Maximum recursion bug?

Martin_K · August 15, 2019, 10:34am

I was trying to build a tree like neural net, where there are nested modules in ModuleList/ModuleDict objects. However I encountered a maximum recursion bug in the top node, the ‘root’ of the tree. To make it simple, I created a minimal example to reproduce this error (Pythorch 1.2):


class TreeNode_Test(nn.Module):
    def __init__(self):
        super(TreeNode_Test, self).__init__()
        self.nodesInLevels = nn.ModuleList([self]) 

myModel = TreeNode_Test()
myModel # when calling this or myModel.nodesInLevels I ll get max recursion error:


  File "C:\Users\mk23\AppData\Local\Continuum\anaconda3\lib\site-packages\torch\nn\modules\module.py", line 1042, in __repr__
    mod_str = repr(module)

  File "C:\Users\mk23\AppData\Local\Continuum\anaconda3\lib\site-packages\torch\nn\modules\module.py", line 1042, in __repr__
    mod_str = repr(module)

  File "C:\Users\mk23\AppData\Local\Continuum\anaconda3\lib\site-packages\torch\nn\modules\module.py", line 1036, in __repr__
    extra_repr = self.extra_repr()

RecursionError: maximum recursion depth exceeded

Any ideas?

albanD · August 15, 2019, 10:39am

Hi,

You model references itself when you use self in your ModuleList. So the print function that tries to print all the module that are contained in your model will run infinitely.

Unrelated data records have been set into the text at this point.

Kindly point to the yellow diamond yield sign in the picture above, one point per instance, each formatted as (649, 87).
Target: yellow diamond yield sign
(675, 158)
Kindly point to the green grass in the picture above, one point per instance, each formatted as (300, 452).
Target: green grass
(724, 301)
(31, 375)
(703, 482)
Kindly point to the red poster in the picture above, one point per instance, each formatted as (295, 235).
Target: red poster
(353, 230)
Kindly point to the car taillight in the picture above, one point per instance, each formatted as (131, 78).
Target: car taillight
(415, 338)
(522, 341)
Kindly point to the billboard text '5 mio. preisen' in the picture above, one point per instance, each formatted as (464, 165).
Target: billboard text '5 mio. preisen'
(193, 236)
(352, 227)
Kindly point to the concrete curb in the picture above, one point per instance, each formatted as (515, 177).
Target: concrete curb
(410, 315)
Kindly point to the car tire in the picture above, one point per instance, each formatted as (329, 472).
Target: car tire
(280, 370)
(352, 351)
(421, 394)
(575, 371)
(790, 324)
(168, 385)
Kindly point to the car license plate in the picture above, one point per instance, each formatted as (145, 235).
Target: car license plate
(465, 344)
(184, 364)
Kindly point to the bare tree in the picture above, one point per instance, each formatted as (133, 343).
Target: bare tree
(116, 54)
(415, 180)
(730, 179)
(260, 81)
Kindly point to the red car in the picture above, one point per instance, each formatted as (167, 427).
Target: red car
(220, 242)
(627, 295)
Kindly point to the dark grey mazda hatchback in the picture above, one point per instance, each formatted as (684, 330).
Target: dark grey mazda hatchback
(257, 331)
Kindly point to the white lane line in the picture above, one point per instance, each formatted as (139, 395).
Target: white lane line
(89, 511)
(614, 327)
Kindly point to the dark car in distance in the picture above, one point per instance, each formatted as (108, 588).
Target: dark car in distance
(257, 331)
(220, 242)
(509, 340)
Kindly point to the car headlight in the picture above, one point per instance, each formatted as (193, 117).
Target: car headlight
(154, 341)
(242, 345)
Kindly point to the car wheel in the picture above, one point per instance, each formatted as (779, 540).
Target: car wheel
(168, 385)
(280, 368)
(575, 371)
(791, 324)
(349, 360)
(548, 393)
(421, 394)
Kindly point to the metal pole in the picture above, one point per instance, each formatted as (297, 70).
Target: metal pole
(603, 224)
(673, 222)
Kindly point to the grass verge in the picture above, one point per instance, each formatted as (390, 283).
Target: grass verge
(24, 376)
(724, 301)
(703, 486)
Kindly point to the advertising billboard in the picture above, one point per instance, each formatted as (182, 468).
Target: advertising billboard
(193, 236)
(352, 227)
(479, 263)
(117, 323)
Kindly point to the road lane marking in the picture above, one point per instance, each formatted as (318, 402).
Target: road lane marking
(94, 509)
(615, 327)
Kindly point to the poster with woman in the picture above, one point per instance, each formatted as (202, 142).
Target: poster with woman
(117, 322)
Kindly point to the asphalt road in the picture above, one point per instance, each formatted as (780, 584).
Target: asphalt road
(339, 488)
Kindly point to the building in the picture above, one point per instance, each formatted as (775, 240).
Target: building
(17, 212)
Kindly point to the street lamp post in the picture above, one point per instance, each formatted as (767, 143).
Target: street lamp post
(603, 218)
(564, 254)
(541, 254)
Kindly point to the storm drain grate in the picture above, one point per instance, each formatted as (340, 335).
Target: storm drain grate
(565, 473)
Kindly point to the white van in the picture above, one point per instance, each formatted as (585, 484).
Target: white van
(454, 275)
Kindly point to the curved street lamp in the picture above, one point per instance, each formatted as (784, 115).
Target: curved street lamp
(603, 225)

Martin_K · August 15, 2019, 12:52pm

That is an explanation but not a solution

I don’t think this behaviour is correct, if I change the parent class to object instead of nn.Module, or the nn.ModuleList to python list(), then it will work as expected - but then it won’t work with DataParallel. As then it won’t replicate the model properly across multiple GPUs and I will end up with the dreaded tensors/parameters on different GPUs error…

It isn’t just print, (which I could avoid by not calling it), pretty much everything ends up in an infinite loop, eg module.apply(fn) which I can’t avoid using.

ptrblck · August 15, 2019, 3:04pm

What would your use case be?
If you use self as a module inside nn.Module, even the __call__ function will try to recursively call itself.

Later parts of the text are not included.